Re: Why Hash? from Sandro Hawke on 2002-04-08 (www-rdf-interest@w3.org from April 2002)

From: Sandro Hawke <sandro@w3.org>
Date: Mon, 08 Apr 2002 13:34:20 -0400
To: Aaron Swartz <me@aaronsw.com>
cc: RDF-Interest <www-rdf-interest@w3.org>
Message-Id: <200204081734.g38HYKQ12962@wadimousa.hawke.org>
> On 2002-04-07 12:19 PM, "Sandro Hawke" <sandro@w3.org> wrote:
> 
> > Interesting.  I've been thinking I need to write a "Why Hash? (Why Use
> > URI-References as RDF Identifiers)" paper.  I'll try out the argument
> > now.
> 
> I'm happy to skewer it. ;-)

Hey, I studied fencing for years.    Try it, man.   :-)

Seriously, most of your reply seems to be based on the mistaken idea
that a URI-Reference necessarily denotes a fragment of a document.
This is understandable, given the use of the word "fragment" in RFC
2396, but it's not right.  VRML put 3d-coordinates in the "fragment",
using it more as a viewing-angle, which is mostly how it's used in
HTML.

RDF can put arbitrary text there, and say the overall URI-Reference is
a logical constant symbol.    Served content can be consistent in its use
of the fragment (across all media types it serves) and clients should
only ask for media types they properly understand.   (I go into more
detail on this below, but the interesting stuff is all up here.)

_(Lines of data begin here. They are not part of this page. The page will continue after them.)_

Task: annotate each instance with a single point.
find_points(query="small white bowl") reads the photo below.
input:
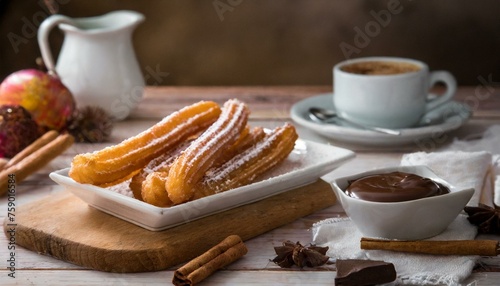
(408, 220)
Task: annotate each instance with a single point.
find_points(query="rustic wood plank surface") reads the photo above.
(270, 107)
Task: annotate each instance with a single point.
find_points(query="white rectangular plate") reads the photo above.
(308, 162)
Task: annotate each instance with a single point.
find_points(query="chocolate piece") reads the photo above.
(485, 217)
(364, 272)
(394, 187)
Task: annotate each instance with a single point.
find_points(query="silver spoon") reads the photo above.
(329, 116)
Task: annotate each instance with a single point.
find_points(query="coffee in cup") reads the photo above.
(380, 68)
(388, 92)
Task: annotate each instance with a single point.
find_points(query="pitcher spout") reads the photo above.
(110, 22)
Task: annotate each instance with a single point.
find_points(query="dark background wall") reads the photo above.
(279, 42)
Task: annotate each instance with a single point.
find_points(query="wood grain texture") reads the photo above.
(68, 229)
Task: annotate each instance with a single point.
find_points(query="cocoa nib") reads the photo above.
(486, 218)
(296, 254)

Can we agree on this: we want semantic web client software to be able
to use a URI-Reference to obtain an RDF graph in which some node
SHOULD be labeled with the identifier.  The "SHOULD" applies to
the agency which coined the identifier and maintains various related
servers, not the client software.

We can call this a GET operation, and REST-fans can call the RDF graph
serialization a "representation" of the thing denoted by the
identifier, if they want to.  I find it more clear to call that graph
"information about" the thing.  (As I am used to using the word
"representation", it's much closer to serialization, and that's where
I get the idea that the URI denotes the RDF graph.  But if you're fine
with saying that a description of a thing is a representation of a
thing, then I'm fine with saying that URIs can denote more than
descriptions.)

The Hash vs. Slash argument then comes down to this: Should every
subject have its own web page, or should each page have information
about several subjects?  If we allow pages to have information about
multiple subjects, then we do have to contend with the media-types &
fragment-id confusion; if we require one subject per page, we may get
confused about what the subject is.   

I'm afraid both camps are here to stay and we'll have to deal with
both confusions.  Each one should of course keeping finding ways to be
more clear.

The term "fragment" is unfortunately.  Terms like "focus" and
"subject" are more-accurate descriptions of what HTML viewers do, and
fit nicely with RDF's use.

[The rest of this e-mail is point-by-point, written first. ]

     -- sandro


> >
> > I think any string which wont be accidentally reused makes a decent
> > universal identifier.  UUIDs/GUIDs/tags, are fine for this.
> > 
> > Unfortunately, they don't help us locate any information about the
> > things identified.
> 
> Huh? TAGs give us an email address or a domain name, sure those things are
> useful for locating information. Even if they are not, there are more
> general solutions discussed below.

The email address and domain names in tag uris are like the ethernet
address in a UUID: there for the algorithm, not as contact
information.   They do give you a hint, but they're not intended to be
used that way.   If they start to get used that way, the system is
likely to break.

> > It would be very nice to use RDF identifiers kind
> > of like web address: you see one on the side of a bus, you type it in,
> > and you get some interesting information.  For this to work with
> > UUIDs, we'd need something like google in the background.  Seems like
> > a bad idea.
> 
> I assume that by Google you mean some sort of centralized system. This
> simply isn't true. There are a number of decentralized hash table (DHTs)
> systems which make the UUID->content mapping easy with no centralization.
> Many people are working on such systems and new research is making them
> better and better with each passing week.
> 
> There are also IETF systems like RESCAP that allow for resolution of URNs
> and other such systems.
> 
> The assumption that we need to tie ourselves to centralized systems for
> secure naming is absurd. As Zooko's Law[1] states: "Names: Decentralized,
> Secure, Human-Memorizable: Choose Two". For decentralized and secure systems
> we have a whole series of tools at our disposal (DHTs, cryptographic hashes,
> digital signatures, etc.) and for human-readable and secure names we have
> tools that allow anyone two people have in common to be a centralization
> point (Pet Names[2], Google, DNS).
> 
> [1] http://zooko.com/distnames.html
> [2] http://www.erights.org/elib/capability/pnml.html

Great stuff.   I hope it pans out.   I need to look into it more.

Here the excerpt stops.